La scène est le théâtre de la vie familiale, avec ses éclats et ses débordements. Elle est aussi la salle d’entraînement, le cabinet du médecin ; se change en piste de course ou en podium pour nous plonger au cœur de la compétition… Tous les espaces sont exploités, on change parfois de perspective, de rythme, de ton… Le dépassement de soi est bel et bien là. Mais malgré tous ces efforts, la magie n’a pas opéré sur nous. Et Je ne cours pas, je vole ! passe à côté de notre podium.

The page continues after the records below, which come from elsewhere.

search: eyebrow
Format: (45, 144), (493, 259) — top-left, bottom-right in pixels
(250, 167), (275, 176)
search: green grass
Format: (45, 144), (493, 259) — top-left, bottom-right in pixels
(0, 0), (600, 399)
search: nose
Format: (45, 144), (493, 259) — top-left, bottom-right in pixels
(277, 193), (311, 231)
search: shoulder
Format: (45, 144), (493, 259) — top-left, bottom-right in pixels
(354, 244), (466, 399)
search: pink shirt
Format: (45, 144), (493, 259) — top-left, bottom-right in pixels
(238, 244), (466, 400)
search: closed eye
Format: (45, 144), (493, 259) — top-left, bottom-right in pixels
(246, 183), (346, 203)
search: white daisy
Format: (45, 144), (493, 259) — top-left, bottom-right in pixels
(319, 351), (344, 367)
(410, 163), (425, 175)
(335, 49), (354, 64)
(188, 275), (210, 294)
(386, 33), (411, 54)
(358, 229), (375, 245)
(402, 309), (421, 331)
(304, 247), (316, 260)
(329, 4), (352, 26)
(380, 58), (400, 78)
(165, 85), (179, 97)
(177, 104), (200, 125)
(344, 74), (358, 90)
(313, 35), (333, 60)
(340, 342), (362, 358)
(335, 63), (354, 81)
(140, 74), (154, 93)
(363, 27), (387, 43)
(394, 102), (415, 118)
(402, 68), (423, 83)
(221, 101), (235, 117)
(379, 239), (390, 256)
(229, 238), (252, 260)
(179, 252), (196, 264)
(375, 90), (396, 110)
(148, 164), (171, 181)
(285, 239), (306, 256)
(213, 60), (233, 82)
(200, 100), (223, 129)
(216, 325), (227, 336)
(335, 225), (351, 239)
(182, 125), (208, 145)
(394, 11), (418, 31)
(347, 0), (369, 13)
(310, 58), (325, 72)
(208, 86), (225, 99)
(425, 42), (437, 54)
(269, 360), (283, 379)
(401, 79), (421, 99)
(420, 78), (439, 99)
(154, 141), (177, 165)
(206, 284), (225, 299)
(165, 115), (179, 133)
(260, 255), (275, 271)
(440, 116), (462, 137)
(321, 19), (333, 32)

Je ne cours pas, je vole !, d’Élodie Menant, mise en scène Johanna Boyé, avec Élodie Menant ou Marie Glorieux, Olivier Dote Doevi, Axel Mandron ou Slimane Kacioui, Émilie Eliazord ou Vanessa Cailhlol, Laurent Paolini ou Arnaud Denissel, Marine Villet ou Gaëlle Pauly, se joue à la Comédie des Champs-Élysées.
Avis
Je ne cours pas, je vole nous emmène dans les coulisses de la compétition sportive à un rythme effréné. Une invitation à la prise de conscience, à la vigilance aussi quant aux risques et aux sacrifices qu'implique de tels objectifs de réussite.